The Paradox in the Numbers
On the surface, the story of AI in India is one of remarkable growth. A recent report from Nomura highlighted that for every job lost to AI, 2.6 new ones are being created. Specifically, India saw about 83,100 AI-related hires against roughly 32,000 job losses
linked to the technology. This suggests a net positive trend. However, a separate July 2026 survey from the professional networking platform Blind tells a different story: 66% of AI and machine learning professionals in India expect layoffs in their teams within the next six months. This level of anxiety is second only to sales and marketing roles, challenging the popular belief that an AI-focused career is a safe haven.
Where the Hiring Boom Is Happening
The demand for new talent is real and concentrated in highly specialized areas. Companies are aggressively seeking Machine Learning Engineers, Generative AI Developers, Data Scientists, and MLOps Engineers. NASSCOM estimates that India will need over a million AI professionals by 2027, but the current supply of trained individuals covers less than 20% of that demand. This has created a fierce competition for talent, with employers prioritizing demonstrable skills over traditional academic credentials. The hiring growth is almost exclusively in the technology sector, which has absorbed over 90% of the new AI-related roles.
The Source of Widespread Anxiety
The fear of layoffs stems from a fundamental mismatch. The jobs being eliminated are not the same as the ones being created, and the displaced workers cannot easily transition. The roles most vulnerable to automation are those involving routine or repetitive tasks, particularly in sectors like financial services and business process outsourcing (BPO). A NASSCOM report from early 2026 noted that junior and mid-level employees are seen as the most adversely impacted by AI. The anxiety among even AI specialists can be attributed to the rapid evolution of the field; as companies shift from AI research to practical deployment, team structures and skill requirements change, leading to restructuring and a sense of instability.
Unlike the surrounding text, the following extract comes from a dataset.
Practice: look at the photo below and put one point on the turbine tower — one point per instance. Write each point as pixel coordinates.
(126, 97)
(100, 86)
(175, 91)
A Tale of Two Labour Markets
Economists at Nomura describe the current situation as a 'two-tier labour market'. In the top tier, there is soaring demand and high salaries for experienced professionals with specialized AI skills. In the bottom tier, demand for traditional entry-level roles is shrinking. These basic jobs historically served as a training ground for fresh graduates to enter the corporate world. As AI automates these routine tasks, that pathway is closing for many, making it harder for those without pre-existing, job-ready skills to get a foothold. This creates a significant talent shortage, with one survey finding that 82% of Indian employers are struggling to find the talent they need, despite a high volume of graduates.
Upskilling Is No Longer Optional
The data points to a clear, unavoidable conclusion: the key to navigating this new landscape is continuous learning and adaptation. The World Economic Forum has estimated that a significant portion of India's workforce will require substantial upskilling by 2030. The skills in highest demand include not just technical abilities like Python and machine learning, but also the capacity to use AI tools effectively to solve real business problems. The focus has shifted from what you studied to what you can build and what problems you can solve. Leading industry bodies like NASSCOM emphasize that the future is about human-AI collaboration, where technology elevates human roles rather than simply replacing them.